Spark on Kubernetes
This guide describes how to configure Apache Spark to access Alluxio.
Applications using Spark 1.1 or later can access Alluxio through its HDFS-compatible interface. Using Alluxio as the data access layer, Spark applications can transparently access data in many different types of persistent storage services. Data can be actively fetched or transparently cached into Alluxio to speed up I/O performance especially when the Spark deployment is remote to the data. In addition, Alluxio can help simplify the architecture by decoupling compute and physical storage. When the data path in persistent under storage is hidden from Spark, changes to under storage can be independent from application logic; meanwhile, as a near-compute cache, Alluxio can still provide compute frameworks data-locality.
This guide describes how to integrate Apache Spark with Alluxio in a Kubernetes environment.
Prerequisites
This guide assumes that the Alluxio cluster is deployed on Kubernetes.
docker
is also required to build the custom Spark image.
Prepare image
To integrate with Spark, Alluxio jars and configuration files must be added within the Spark image. Spark containers need to be launched with this modified image in order to connect to the Alluxio cluster.
Among the files listed in the Alluxio installation instructions to download,
locate the tarball named alluxio-enterprise-DA-3.2-8.0.0-release.tar.gz
.
Extract the following Alluxio jars from the tarball:
client/alluxio-DA-3.2-8.0.0-client.jar
client/ufs/alluxio-underfs-s3a-shaded-DA-3.2-8.0.0.jar
if using a S3 bucket as an UFS
Prepare an empty directory as the working directory to build an image from.
Within this directory, create the directory files/alluxio/
and copy the aforementioned jar files into it.
Create a Dockerfile
with the operations to modify the base Spark image.
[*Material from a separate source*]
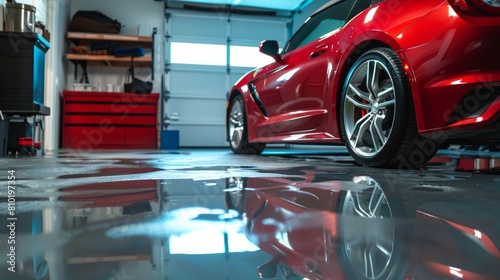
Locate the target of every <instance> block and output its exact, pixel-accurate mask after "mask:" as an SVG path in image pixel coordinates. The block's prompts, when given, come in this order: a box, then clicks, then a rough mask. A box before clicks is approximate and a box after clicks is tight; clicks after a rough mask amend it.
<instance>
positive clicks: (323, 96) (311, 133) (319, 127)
mask: <svg viewBox="0 0 500 280" xmlns="http://www.w3.org/2000/svg"><path fill="white" fill-rule="evenodd" d="M499 26H500V2H499V1H498V0H493V1H491V0H425V1H412V0H397V1H396V0H334V1H330V2H329V3H328V4H327V5H326V6H325V7H323V8H321V9H320V10H318V11H317V12H315V13H313V14H312V16H311V17H310V18H309V19H308V21H306V22H305V23H304V25H303V26H302V27H301V28H300V29H299V30H298V31H297V33H296V34H295V35H294V36H292V38H291V39H290V41H289V42H288V43H287V44H286V45H285V46H284V47H283V51H282V52H281V53H280V52H279V46H278V43H277V42H276V41H263V42H262V43H261V45H260V51H261V52H262V53H264V54H267V55H270V56H272V57H273V58H274V59H275V62H273V63H271V64H269V65H266V66H264V67H262V68H259V69H256V70H254V71H251V72H250V73H248V74H246V75H245V76H243V77H242V78H241V79H240V80H239V81H238V82H237V83H236V84H235V86H234V87H233V88H232V90H231V92H230V94H229V97H228V100H227V111H226V114H227V139H228V140H229V141H230V145H231V149H232V150H233V151H234V152H235V153H241V154H259V153H261V152H262V150H263V149H264V148H265V146H266V144H267V143H304V144H311V143H344V144H345V145H346V146H347V149H348V150H349V152H350V154H351V155H352V157H353V158H354V159H355V160H356V161H357V162H359V163H360V164H362V165H367V166H386V167H398V166H404V167H415V166H420V165H422V164H424V163H425V162H426V161H428V160H429V159H430V158H432V156H433V155H434V153H435V152H436V150H437V146H438V144H437V143H440V142H443V141H445V140H450V142H458V141H464V140H466V141H476V142H479V143H485V144H487V143H490V144H491V143H497V142H498V138H499V135H500V129H499V126H498V121H499V117H500V64H499V63H498V62H499V61H500V52H499V51H498V50H499V48H500V37H499V36H498V27H499ZM436 142H437V143H436Z"/></svg>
The following example defines arguments for:
SPARK_VERSION=3.5.2
as the Spark versionUFS_JAR=files/alluxio/alluxio-underfs-s3a-shaded-DA-3.2-8.0.0.jar
as the path to the UFS jar copied intofiles/alluxio/
CLIENT_JAR=files/alluxio/alluxio-DA-3.2-8.0.0-client.jar
as the path to the Alluxio client jar copied intofiles/alluxio/
# Use the official Spark 3.5.x (or above) image as the base image
ARG SPARK_VERSION=3.5.2
ARG IMAGE=apache/spark:${SPARK_VERSION}
FROM $IMAGE
ARG SPARK_UID=185
ARG UFS_JAR=files/alluxio/alluxio-underfs-s3a-shaded-DA-3.2-8.0.0.jar
ARG CLIENT_JAR=files/alluxio/alluxio-DA-3.2-8.0.0-client.jar
USER root
# Create the /opt/alluxio directory
RUN mkdir -p /opt/alluxio && \
mkdir -p /opt/alluxio/lib
# Copy the Alluxio client JAR file to the /opt/alluxio directory
COPY ${UFS_JAR} /opt/alluxio/lib/
COPY ${CLIENT_JAR} /opt/alluxio/
ENV SPARK_HOME=/opt/spark
WORKDIR /opt/spark/work-dir
RUN chmod g+w /opt/spark/work-dir
RUN chmod a+x /opt/decom.sh
ENTRYPOINT [ "/opt/entrypoint.sh" ]
USER ${SPARK_UID}
Build the image by running, replacing <PRIVATE_REGISTRY>
with the URL of your private container registry and <SPARK_VERSION>
with the corresponding Spark version.
In following examples, we will continue to utilize 3.5.2
as the Spark version as indicated by <SPARK_VERSION>
.
$ docker build --platform linux/amd64 -t <PRIVATE_REGISTRY>/alluxio/spark:<SPARK_VERSION> .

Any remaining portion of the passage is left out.